DNA image analysis correlated well with cytologic grading in that no aneuploid samples were present in the group with minor atypia and no SPD histograms were detected in the group of aspirates with marked atypia. Moreover, in the group of samples with intermediate atypia, the SPD and aneuploid patterns were strongly associated with a benign and a malignant (or premalignant) lesion, respectively, or, in other words, with aspirates of "low-risk" and "high-risk" lesions. According to these results, DNA image analysis is a valuable diagnostic aid in subclassifying breast borderline lesions since, irrespective of the score value of cytologic atypia of the aspirate, the detection of a SPD pattern is indicative of a benign proliferation and the detection of an aneuploid pattern is indicative of a malignant (or premalignant) lesion. In fact, if malignant and premalignant lesions are considered together, the NPV of a SPD pattern was 95% and the PPV of an aneuploid pattern was 100% irrespective of the score value. The NPV of the SPD pattern raised to 100% in cases scoring <15. The RPD pattern was detected in aspirates falling in all three categories and it was shared by both benign and malignant (or premalignant) lesions at least in the groups with minor and intermediate cytologic atypia. In these latter the PPV of a RPD pattern for malignant and/or premalignant lesions was 63% thus such a ploidy profile even in cases with a low to intermediate cytologic score should be considered with caution and used as an indication to pursue the case by excisional biopsy to establish the real nature of the lesion.

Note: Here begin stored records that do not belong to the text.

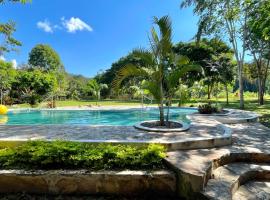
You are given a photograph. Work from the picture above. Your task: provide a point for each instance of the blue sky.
(90, 35)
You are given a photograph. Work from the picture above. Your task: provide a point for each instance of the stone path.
(200, 134)
(253, 190)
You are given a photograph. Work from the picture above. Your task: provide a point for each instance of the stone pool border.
(83, 182)
(185, 126)
(184, 144)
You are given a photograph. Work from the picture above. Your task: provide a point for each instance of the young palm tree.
(162, 69)
(95, 88)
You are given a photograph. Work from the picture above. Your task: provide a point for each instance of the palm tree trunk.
(161, 107)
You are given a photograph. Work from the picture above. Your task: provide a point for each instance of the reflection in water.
(3, 119)
(91, 117)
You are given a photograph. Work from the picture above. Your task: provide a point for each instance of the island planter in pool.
(154, 126)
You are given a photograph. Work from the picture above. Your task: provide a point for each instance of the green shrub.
(75, 155)
(207, 109)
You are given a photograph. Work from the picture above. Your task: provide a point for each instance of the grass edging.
(75, 155)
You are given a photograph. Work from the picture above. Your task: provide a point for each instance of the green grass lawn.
(250, 104)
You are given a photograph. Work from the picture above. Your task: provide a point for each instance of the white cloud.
(75, 24)
(2, 58)
(45, 26)
(14, 63)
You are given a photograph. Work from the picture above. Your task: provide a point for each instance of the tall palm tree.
(162, 69)
(95, 88)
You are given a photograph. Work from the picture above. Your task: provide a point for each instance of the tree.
(34, 85)
(210, 54)
(161, 70)
(95, 88)
(227, 17)
(7, 75)
(15, 1)
(76, 86)
(259, 43)
(9, 43)
(44, 57)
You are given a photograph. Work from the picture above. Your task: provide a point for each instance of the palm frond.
(153, 88)
(174, 77)
(145, 56)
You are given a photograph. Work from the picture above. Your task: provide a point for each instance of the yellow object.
(3, 110)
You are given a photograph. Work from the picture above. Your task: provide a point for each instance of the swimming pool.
(90, 117)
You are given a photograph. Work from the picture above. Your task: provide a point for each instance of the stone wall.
(84, 182)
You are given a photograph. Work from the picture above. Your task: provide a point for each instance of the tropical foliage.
(162, 69)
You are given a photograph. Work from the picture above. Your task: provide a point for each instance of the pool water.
(90, 117)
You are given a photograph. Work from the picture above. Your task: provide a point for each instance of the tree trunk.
(161, 106)
(168, 111)
(208, 92)
(1, 94)
(260, 91)
(227, 94)
(241, 87)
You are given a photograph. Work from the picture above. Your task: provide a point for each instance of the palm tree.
(95, 88)
(162, 69)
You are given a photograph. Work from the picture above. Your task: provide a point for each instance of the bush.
(75, 155)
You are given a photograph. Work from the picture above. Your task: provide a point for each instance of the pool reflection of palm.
(3, 119)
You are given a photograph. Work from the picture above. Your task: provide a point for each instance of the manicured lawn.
(76, 155)
(250, 104)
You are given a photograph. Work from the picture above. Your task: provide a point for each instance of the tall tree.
(7, 77)
(45, 57)
(95, 88)
(34, 85)
(210, 54)
(259, 43)
(227, 17)
(8, 43)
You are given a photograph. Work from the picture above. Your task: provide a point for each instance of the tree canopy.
(45, 57)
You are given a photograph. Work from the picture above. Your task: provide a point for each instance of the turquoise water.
(87, 117)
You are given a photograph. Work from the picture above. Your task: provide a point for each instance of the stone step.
(253, 190)
(227, 179)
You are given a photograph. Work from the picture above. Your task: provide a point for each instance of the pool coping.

In summary, in our series the score system introduced by Masood et al. ( 6 ) to evaluate semiquantitatively cytomorphologic changes in aspirates of borderline breast lesions definitely delineated the majority of high risk lesions which were characterized by a high (>16) score value. Coupling cytologic score evaluation to DNA-image analysis was, however, important in cases scoring <16 in that in the categories with minor and intermediate grades of atypia the PPV of an aneuploid pattern was 100% and that of a RPD pattern was 63% while the SPD pattern showed a NPV of 95%.
Further studies are needed to assess the reproducibility of this double approach in subclassifying borderline breast lesions and to establish its efficiency in improving patients management in this challenging field of FNA cytology.